Category Archives: data science

The Accidental Data Scientist

Image of book cover 'The Accidental Data Scientist' by Amy Affelt
    Start a conversation 
Estimated reading time 2–3 minutes

The Accidental Data Scientist* by Amy Affelt is a clarion call to librarians and other information professionals to immerse themselves in the world of Big Data. As such, it is a solid introduction, emphasizing how the traditional skills of librarians are crucial in ensuring that Big Data are reliable, properly prepared, indexed, and abstracted, and intelligently interpreted.

Affelt reassuringly shows that the ‘problems’ of Big Data are not new, but very familiar to librarians, and indicates ways that librarians can add value to Big Data projects, by ensuring such projects deliver what is expected and anticipated.
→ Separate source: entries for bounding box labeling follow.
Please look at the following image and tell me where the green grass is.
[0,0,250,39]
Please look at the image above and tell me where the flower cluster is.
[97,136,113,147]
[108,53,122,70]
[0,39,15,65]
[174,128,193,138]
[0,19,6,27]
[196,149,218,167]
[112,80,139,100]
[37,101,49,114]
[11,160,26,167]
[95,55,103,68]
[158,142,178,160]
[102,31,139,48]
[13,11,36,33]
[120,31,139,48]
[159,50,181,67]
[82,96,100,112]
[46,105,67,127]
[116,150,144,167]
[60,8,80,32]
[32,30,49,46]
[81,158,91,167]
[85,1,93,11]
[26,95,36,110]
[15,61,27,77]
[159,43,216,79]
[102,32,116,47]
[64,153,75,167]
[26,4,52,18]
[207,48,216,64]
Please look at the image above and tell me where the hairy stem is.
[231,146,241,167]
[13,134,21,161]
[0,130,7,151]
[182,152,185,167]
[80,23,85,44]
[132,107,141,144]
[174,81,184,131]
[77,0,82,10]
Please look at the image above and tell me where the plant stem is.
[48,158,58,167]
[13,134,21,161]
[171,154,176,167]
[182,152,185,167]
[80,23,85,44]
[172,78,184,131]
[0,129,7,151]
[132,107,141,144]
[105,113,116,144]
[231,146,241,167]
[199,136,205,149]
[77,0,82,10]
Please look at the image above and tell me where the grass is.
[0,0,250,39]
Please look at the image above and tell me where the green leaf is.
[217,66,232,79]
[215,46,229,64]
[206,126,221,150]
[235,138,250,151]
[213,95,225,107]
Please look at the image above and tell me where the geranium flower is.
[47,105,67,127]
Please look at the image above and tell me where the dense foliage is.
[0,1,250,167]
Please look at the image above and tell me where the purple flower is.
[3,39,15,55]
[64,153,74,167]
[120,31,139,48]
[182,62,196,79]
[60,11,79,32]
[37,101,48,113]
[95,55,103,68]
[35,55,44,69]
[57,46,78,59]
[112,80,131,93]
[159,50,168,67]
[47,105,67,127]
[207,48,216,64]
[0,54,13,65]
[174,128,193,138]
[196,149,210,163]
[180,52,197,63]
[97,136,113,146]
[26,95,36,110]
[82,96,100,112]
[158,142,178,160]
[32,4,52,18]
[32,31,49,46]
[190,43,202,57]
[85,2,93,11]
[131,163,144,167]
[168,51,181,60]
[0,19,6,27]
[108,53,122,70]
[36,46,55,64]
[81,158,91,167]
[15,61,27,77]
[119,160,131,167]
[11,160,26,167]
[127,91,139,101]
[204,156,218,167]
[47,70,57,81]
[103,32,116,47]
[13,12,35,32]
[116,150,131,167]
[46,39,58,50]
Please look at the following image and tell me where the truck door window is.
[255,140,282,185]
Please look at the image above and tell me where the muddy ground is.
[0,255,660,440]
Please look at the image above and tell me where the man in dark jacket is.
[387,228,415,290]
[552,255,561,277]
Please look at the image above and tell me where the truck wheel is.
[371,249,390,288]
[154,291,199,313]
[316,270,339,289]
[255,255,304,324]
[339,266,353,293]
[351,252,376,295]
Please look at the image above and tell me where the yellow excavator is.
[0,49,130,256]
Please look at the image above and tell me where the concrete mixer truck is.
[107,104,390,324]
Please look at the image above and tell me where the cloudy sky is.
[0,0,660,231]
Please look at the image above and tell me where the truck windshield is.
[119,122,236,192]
Data and Computer Scientists are good at writing algorithms to process data mathematically, but may not be trained in asking the right questions or knowing where to look for biases and flaws in data sets, and a Big Data project that fails in these aspects could prove an expensive disaster for an organization.

Chapters outlining the tools and techniques currently available for processing and visualizing Big Data, and applications and initiatives in various industry sectors are informative for those new to the issues, and a helpful guide for experienced librarians to demonstrate how their skills are transferable.

Affelt gives examples of specific projects and describes how the input of librarians – especially when ‘embedded’ in data project teams – is extremely beneficial. She suggests ways of proving the value of librarians in modern corporate settings and gives tips and suggestions on career development.

For information professionals unsure about how to engage with the opportunities Big Data offers, this is a wide-ranging and clear overview, and a great starting point.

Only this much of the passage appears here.